C'est cela qui a poussé le comité stratégique de la French Tech Côte d'Azur a décider d'appliquer au mouvement ce qui est conseillé à chaque jeune entreprise : passer du marketing territorial à l'opérationnel. Pas de blabla mais du livrable. Et donc des résultats.

Pour ça, il faut une feuille de route précise et cadrée. Ebauchée par le comité stratégique, elle tend à "professionnaliser" l'accompagnement avec comme objectif, la propulsion à l'international, le Saint Graal de nombreuses startups. "Aujourd'hui on tend à valoriser davantage l'idée que le modèle", souligne Jessica Pellegrini, membre de l'équipe opérationnelle de la French Tech Côte d'Azur. "Il faut créer une architecture de marque. La French Tech ne doit pas être qu'un logo".

Renforcer l'attractivité

La volonté c'est donc de favoriser la vraie et saine relation entre les jeunes entreprises et les PME - qui ne doivent pas juste servir de caution d'innovation -

et les grands groupes, ces derniers étant "structurants pour les startups en hyper croissance". Et cela en organisant des rencontres entre les seconds qui seraient en recherche d'innovation et les premiers, en recherche de premiers clients ou d'accès au marché. Sur le même sujet, la French Tech Côte d'Azur veut mieux communiquer sur les dispositifs existants tels que le Pass French Tech, le Tech Champion ou la bourse French Tech, autant d'outils qui aident à la propulsion internationale justement mais qui ne sont pas toujours bien connus ou utilisés.

Epine dans le pied qui ne doit pas devenir talon d'Achille, l'absence d'investisseurs étrangers en Côte d'Azur demeure un axe de progression essentiel que le mouvement azuréen veut corriger par des opérations d'attractivité et auxquels tiennent les deux présidents, Eric Leandri le PDG de Qwant et Cédric Messina, le PDG de MyCoach.
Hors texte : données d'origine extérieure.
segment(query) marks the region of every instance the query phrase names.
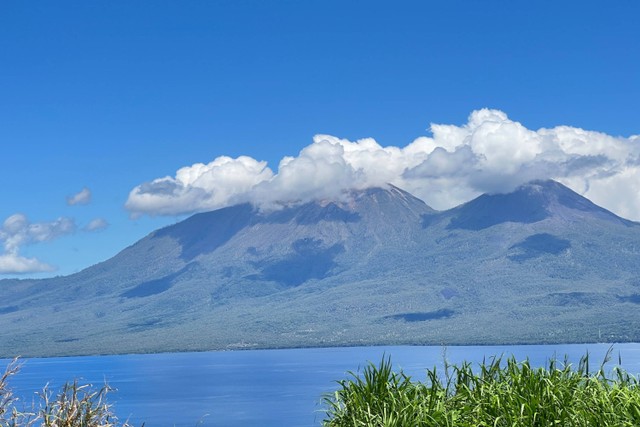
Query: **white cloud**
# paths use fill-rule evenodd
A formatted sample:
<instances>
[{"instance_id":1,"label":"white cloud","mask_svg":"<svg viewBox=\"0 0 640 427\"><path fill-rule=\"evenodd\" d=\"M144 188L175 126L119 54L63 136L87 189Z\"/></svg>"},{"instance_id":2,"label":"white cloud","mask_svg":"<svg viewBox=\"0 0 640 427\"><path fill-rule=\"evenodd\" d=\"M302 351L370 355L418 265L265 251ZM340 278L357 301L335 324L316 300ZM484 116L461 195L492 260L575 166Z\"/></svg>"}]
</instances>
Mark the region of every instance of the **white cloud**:
<instances>
[{"instance_id":1,"label":"white cloud","mask_svg":"<svg viewBox=\"0 0 640 427\"><path fill-rule=\"evenodd\" d=\"M571 126L530 130L502 111L473 111L466 124L432 124L405 147L374 139L316 135L277 173L250 157L219 157L143 183L129 194L133 215L175 215L240 202L343 197L345 190L397 185L436 209L533 179L556 179L595 203L640 219L640 136L615 137Z\"/></svg>"},{"instance_id":2,"label":"white cloud","mask_svg":"<svg viewBox=\"0 0 640 427\"><path fill-rule=\"evenodd\" d=\"M31 223L23 214L8 217L0 227L0 243L4 253L0 254L0 273L33 273L52 271L54 268L35 258L19 255L24 245L54 240L71 234L76 226L70 218L58 218L50 222Z\"/></svg>"},{"instance_id":3,"label":"white cloud","mask_svg":"<svg viewBox=\"0 0 640 427\"><path fill-rule=\"evenodd\" d=\"M17 254L0 255L0 274L24 274L55 271L55 267L35 258L25 258Z\"/></svg>"},{"instance_id":4,"label":"white cloud","mask_svg":"<svg viewBox=\"0 0 640 427\"><path fill-rule=\"evenodd\" d=\"M87 187L80 190L79 193L74 194L73 196L67 197L67 205L75 206L75 205L87 205L91 202L91 190Z\"/></svg>"},{"instance_id":5,"label":"white cloud","mask_svg":"<svg viewBox=\"0 0 640 427\"><path fill-rule=\"evenodd\" d=\"M84 231L101 231L109 227L109 223L103 218L96 218L91 220L89 224L85 225Z\"/></svg>"},{"instance_id":6,"label":"white cloud","mask_svg":"<svg viewBox=\"0 0 640 427\"><path fill-rule=\"evenodd\" d=\"M6 252L15 253L20 246L53 240L76 229L71 218L58 218L50 222L31 223L23 214L8 217L0 228L0 241Z\"/></svg>"},{"instance_id":7,"label":"white cloud","mask_svg":"<svg viewBox=\"0 0 640 427\"><path fill-rule=\"evenodd\" d=\"M209 164L179 169L175 177L154 179L129 193L132 214L177 215L249 201L247 194L273 177L266 162L251 157L222 156Z\"/></svg>"}]
</instances>

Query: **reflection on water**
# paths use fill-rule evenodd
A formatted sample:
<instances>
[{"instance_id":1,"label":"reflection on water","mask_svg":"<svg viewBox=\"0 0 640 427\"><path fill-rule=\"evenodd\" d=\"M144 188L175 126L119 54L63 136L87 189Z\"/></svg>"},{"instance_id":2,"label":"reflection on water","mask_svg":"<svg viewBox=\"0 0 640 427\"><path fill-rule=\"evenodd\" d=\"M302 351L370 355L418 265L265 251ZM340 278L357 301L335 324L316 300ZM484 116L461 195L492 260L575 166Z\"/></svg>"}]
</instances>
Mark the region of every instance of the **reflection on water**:
<instances>
[{"instance_id":1,"label":"reflection on water","mask_svg":"<svg viewBox=\"0 0 640 427\"><path fill-rule=\"evenodd\" d=\"M110 402L120 419L155 426L318 426L321 397L347 371L390 356L396 369L423 380L425 369L464 360L479 363L495 355L528 358L541 366L565 355L577 363L587 351L599 367L609 344L456 347L351 347L87 356L28 359L10 386L22 401L49 383L57 389L81 379L118 389ZM616 344L623 367L640 372L640 344ZM0 360L0 368L8 363ZM613 365L611 365L612 367Z\"/></svg>"}]
</instances>

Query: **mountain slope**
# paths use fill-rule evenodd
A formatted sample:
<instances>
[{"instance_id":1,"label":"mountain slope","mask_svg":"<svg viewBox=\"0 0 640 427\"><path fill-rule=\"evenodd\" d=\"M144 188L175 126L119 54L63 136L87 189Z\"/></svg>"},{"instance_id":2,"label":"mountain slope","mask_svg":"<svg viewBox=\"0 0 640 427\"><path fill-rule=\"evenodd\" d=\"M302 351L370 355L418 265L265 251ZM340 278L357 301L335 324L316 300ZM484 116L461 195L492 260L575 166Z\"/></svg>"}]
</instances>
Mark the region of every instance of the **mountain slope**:
<instances>
[{"instance_id":1,"label":"mountain slope","mask_svg":"<svg viewBox=\"0 0 640 427\"><path fill-rule=\"evenodd\" d=\"M505 222L532 224L547 218L631 221L593 204L555 181L533 181L509 194L484 194L450 211L450 229L482 230Z\"/></svg>"},{"instance_id":2,"label":"mountain slope","mask_svg":"<svg viewBox=\"0 0 640 427\"><path fill-rule=\"evenodd\" d=\"M436 212L389 186L238 205L0 281L3 355L640 339L640 225L553 181Z\"/></svg>"}]
</instances>

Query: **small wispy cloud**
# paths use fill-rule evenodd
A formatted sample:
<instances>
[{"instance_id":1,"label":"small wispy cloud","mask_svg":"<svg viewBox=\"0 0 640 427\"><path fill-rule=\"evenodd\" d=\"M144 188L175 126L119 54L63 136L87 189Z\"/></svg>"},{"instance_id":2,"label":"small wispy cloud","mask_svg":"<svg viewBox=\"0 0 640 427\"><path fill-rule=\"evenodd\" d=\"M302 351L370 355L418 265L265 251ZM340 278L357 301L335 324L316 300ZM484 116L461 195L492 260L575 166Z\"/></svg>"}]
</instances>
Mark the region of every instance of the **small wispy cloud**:
<instances>
[{"instance_id":1,"label":"small wispy cloud","mask_svg":"<svg viewBox=\"0 0 640 427\"><path fill-rule=\"evenodd\" d=\"M91 220L91 222L85 225L82 229L84 231L92 232L92 231L101 231L106 229L107 227L109 227L109 223L107 222L107 220L103 218L96 218Z\"/></svg>"},{"instance_id":2,"label":"small wispy cloud","mask_svg":"<svg viewBox=\"0 0 640 427\"><path fill-rule=\"evenodd\" d=\"M218 157L131 190L133 216L177 215L250 202L340 198L345 190L386 183L447 209L481 193L555 179L623 217L640 220L640 136L571 126L530 130L499 110L473 111L463 125L432 124L431 136L404 147L316 135L277 173L251 157ZM615 191L612 191L614 189Z\"/></svg>"},{"instance_id":3,"label":"small wispy cloud","mask_svg":"<svg viewBox=\"0 0 640 427\"><path fill-rule=\"evenodd\" d=\"M84 187L80 192L67 197L67 205L87 205L91 202L91 190Z\"/></svg>"},{"instance_id":4,"label":"small wispy cloud","mask_svg":"<svg viewBox=\"0 0 640 427\"><path fill-rule=\"evenodd\" d=\"M46 242L75 232L73 219L61 217L50 222L32 223L23 214L8 217L0 227L0 243L4 253L0 254L0 274L21 274L53 271L54 267L35 258L20 255L25 245Z\"/></svg>"}]
</instances>

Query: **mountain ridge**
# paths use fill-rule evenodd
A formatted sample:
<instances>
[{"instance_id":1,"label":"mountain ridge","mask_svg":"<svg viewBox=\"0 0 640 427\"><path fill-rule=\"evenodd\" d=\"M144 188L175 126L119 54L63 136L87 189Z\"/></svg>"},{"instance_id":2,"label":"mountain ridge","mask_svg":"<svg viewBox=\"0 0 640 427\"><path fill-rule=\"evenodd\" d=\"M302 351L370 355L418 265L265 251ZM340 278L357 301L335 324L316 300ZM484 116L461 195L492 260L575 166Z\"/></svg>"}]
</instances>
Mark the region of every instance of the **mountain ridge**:
<instances>
[{"instance_id":1,"label":"mountain ridge","mask_svg":"<svg viewBox=\"0 0 640 427\"><path fill-rule=\"evenodd\" d=\"M553 181L446 211L394 186L236 205L70 276L0 281L0 348L638 340L639 225Z\"/></svg>"}]
</instances>

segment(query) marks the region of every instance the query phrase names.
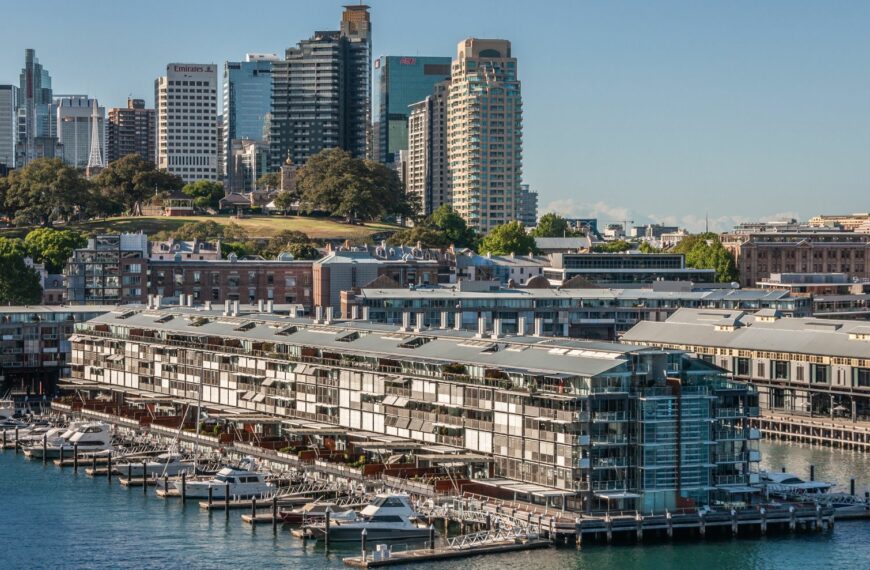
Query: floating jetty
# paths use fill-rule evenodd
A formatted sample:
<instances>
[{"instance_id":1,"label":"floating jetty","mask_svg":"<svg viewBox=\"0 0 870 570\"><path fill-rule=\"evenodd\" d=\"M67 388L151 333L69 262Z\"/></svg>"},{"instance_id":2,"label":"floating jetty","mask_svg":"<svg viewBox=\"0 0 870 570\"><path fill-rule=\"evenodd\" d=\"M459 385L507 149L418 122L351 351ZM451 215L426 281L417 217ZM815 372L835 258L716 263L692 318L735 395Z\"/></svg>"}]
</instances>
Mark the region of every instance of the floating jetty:
<instances>
[{"instance_id":1,"label":"floating jetty","mask_svg":"<svg viewBox=\"0 0 870 570\"><path fill-rule=\"evenodd\" d=\"M346 566L353 568L378 568L381 566L394 566L399 564L422 564L425 562L438 562L440 560L455 560L457 558L469 558L486 554L503 554L520 550L534 550L549 548L550 543L546 540L515 541L504 540L487 544L470 544L465 548L421 548L417 550L403 550L392 552L390 550L375 551L371 555L351 556L342 559Z\"/></svg>"},{"instance_id":2,"label":"floating jetty","mask_svg":"<svg viewBox=\"0 0 870 570\"><path fill-rule=\"evenodd\" d=\"M794 441L839 449L870 451L870 422L809 418L765 411L751 423L774 441Z\"/></svg>"}]
</instances>

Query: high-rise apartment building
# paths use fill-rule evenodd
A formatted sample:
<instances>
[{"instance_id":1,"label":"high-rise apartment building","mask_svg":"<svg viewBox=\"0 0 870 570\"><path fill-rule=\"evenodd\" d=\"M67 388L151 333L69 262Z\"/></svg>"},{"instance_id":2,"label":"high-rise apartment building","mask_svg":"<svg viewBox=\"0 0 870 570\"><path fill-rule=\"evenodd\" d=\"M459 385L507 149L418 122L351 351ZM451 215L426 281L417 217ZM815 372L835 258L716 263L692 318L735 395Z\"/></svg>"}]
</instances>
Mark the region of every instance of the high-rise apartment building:
<instances>
[{"instance_id":1,"label":"high-rise apartment building","mask_svg":"<svg viewBox=\"0 0 870 570\"><path fill-rule=\"evenodd\" d=\"M0 164L15 167L18 143L18 87L0 85Z\"/></svg>"},{"instance_id":2,"label":"high-rise apartment building","mask_svg":"<svg viewBox=\"0 0 870 570\"><path fill-rule=\"evenodd\" d=\"M377 145L375 158L393 164L408 148L410 106L432 94L436 83L450 78L449 57L383 56L377 73Z\"/></svg>"},{"instance_id":3,"label":"high-rise apartment building","mask_svg":"<svg viewBox=\"0 0 870 570\"><path fill-rule=\"evenodd\" d=\"M57 127L52 112L51 75L43 69L33 49L24 50L18 90L18 159L23 166L56 153Z\"/></svg>"},{"instance_id":4,"label":"high-rise apartment building","mask_svg":"<svg viewBox=\"0 0 870 570\"><path fill-rule=\"evenodd\" d=\"M170 63L154 91L157 167L185 182L217 180L217 66Z\"/></svg>"},{"instance_id":5,"label":"high-rise apartment building","mask_svg":"<svg viewBox=\"0 0 870 570\"><path fill-rule=\"evenodd\" d=\"M272 109L272 62L276 54L249 53L245 61L224 63L224 161L222 173L232 175L233 141L264 141L266 120ZM230 180L232 183L232 180Z\"/></svg>"},{"instance_id":6,"label":"high-rise apartment building","mask_svg":"<svg viewBox=\"0 0 870 570\"><path fill-rule=\"evenodd\" d=\"M517 216L522 130L522 95L510 42L459 42L447 105L447 158L453 206L478 231Z\"/></svg>"},{"instance_id":7,"label":"high-rise apartment building","mask_svg":"<svg viewBox=\"0 0 870 570\"><path fill-rule=\"evenodd\" d=\"M61 158L75 168L85 168L91 150L93 107L97 107L97 135L101 156L106 156L106 109L87 95L61 95L55 98L57 138L63 145Z\"/></svg>"},{"instance_id":8,"label":"high-rise apartment building","mask_svg":"<svg viewBox=\"0 0 870 570\"><path fill-rule=\"evenodd\" d=\"M157 113L154 109L146 109L142 99L127 99L126 108L109 109L107 162L114 162L128 154L138 154L149 162L155 162L156 130Z\"/></svg>"},{"instance_id":9,"label":"high-rise apartment building","mask_svg":"<svg viewBox=\"0 0 870 570\"><path fill-rule=\"evenodd\" d=\"M429 215L451 203L447 164L448 81L437 83L432 94L410 106L408 150L404 165L405 192L417 197L420 212Z\"/></svg>"},{"instance_id":10,"label":"high-rise apartment building","mask_svg":"<svg viewBox=\"0 0 870 570\"><path fill-rule=\"evenodd\" d=\"M520 184L517 194L517 219L524 226L538 225L538 193L529 189L528 184Z\"/></svg>"},{"instance_id":11,"label":"high-rise apartment building","mask_svg":"<svg viewBox=\"0 0 870 570\"><path fill-rule=\"evenodd\" d=\"M271 167L324 148L367 156L371 117L368 6L346 6L340 31L315 32L272 63Z\"/></svg>"}]
</instances>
Labellisée Edtech, CleanTech et Security, FTCA espère aussi ouvrir le champs des thématiques.

Bien sûr à tout cela il faut ajouter l'acculturation des jeunes à l'entreprenariat, ce qui ne doit plus être une option mais une nécessaire action de terrain et voilà comment on obtient les ingrédients d'une formule que la French Tech Côte d'Azur espère magique et surtout... efficace.